Annual Seminar 2013 – further reading

Dr Julian North, Senior Lecturer in Nineteenth-Century Literature, School of English, University of Leicester

Charlotte Brontë and the Author Portrait

Charlotte Brontë (1816-55), novelist, by George Richmond, chalk, 1850. © National Portrait Gallery, London

Charlotte Brontë (1816-55), novelist, by George Richmond, chalk, 1850.
© National Portrait Gallery, London

The publication of a female author’s portrait in the Victorian period was an important interpretative moment, implying judgements about her work and the relationship between her identity as a private woman and a public professional. Charlotte Brontë has always been thought of as a writer who was shy of publicity, but the evidence suggests that she thought carefully about how her reputation might be shaped through portraiture – and that she was less modest in her self-image than has previously been recognised.
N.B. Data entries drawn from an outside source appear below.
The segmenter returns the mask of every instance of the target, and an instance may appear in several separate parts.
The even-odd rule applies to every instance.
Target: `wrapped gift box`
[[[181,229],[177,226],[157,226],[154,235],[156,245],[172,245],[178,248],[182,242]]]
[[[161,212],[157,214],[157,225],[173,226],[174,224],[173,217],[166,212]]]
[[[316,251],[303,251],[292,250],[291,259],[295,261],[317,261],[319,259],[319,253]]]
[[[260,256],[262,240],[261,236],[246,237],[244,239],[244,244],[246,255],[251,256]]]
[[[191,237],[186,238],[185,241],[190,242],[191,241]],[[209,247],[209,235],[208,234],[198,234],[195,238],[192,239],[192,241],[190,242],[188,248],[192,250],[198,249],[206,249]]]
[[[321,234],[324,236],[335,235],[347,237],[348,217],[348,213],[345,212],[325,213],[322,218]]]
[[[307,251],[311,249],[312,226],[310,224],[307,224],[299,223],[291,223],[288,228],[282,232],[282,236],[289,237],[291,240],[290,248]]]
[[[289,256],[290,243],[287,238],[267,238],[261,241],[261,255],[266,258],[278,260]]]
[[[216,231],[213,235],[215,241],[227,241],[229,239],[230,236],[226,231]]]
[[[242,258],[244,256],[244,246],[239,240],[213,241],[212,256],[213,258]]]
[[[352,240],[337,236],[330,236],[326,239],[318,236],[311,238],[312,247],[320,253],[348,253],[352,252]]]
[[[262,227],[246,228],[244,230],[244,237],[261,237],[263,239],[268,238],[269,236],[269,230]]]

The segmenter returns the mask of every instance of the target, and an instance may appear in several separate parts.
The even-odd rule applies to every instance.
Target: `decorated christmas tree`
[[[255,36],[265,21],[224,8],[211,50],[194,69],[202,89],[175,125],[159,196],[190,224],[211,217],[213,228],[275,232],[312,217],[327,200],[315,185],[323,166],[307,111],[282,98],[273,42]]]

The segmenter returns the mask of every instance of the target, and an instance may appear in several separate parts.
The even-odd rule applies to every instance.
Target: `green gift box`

Although no portrait of Brontë was published in her lifetime, she and her siblings rehearsed their future public visibility in their artwork. Charlotte’s early drawings include a sketch of Zenobia Marchioness Ellrington, one of her fictional heroines, who is also an author. This image, which has elements of a fantasy self-portrait, is of a dashing Byronic beauty, and is modelled on an engraving of Mrs Siddons as Lady Macbeth. Brontë is said to have agreed to the Richmond portrait of herself in 1850 only on the grounds that it remained private, but she displayed the drawing in the Parsonage at Haworth in such a way as to suggest her ambition as a great, public figure. New evidence suggests that she was asked to sit for a daguerreotype portrait, to be engraved and published in a journal, but that she refused. This, again, shows her desire to control her public image, and her wish to avoid a portrait medium which she judged to be both literal and superficial.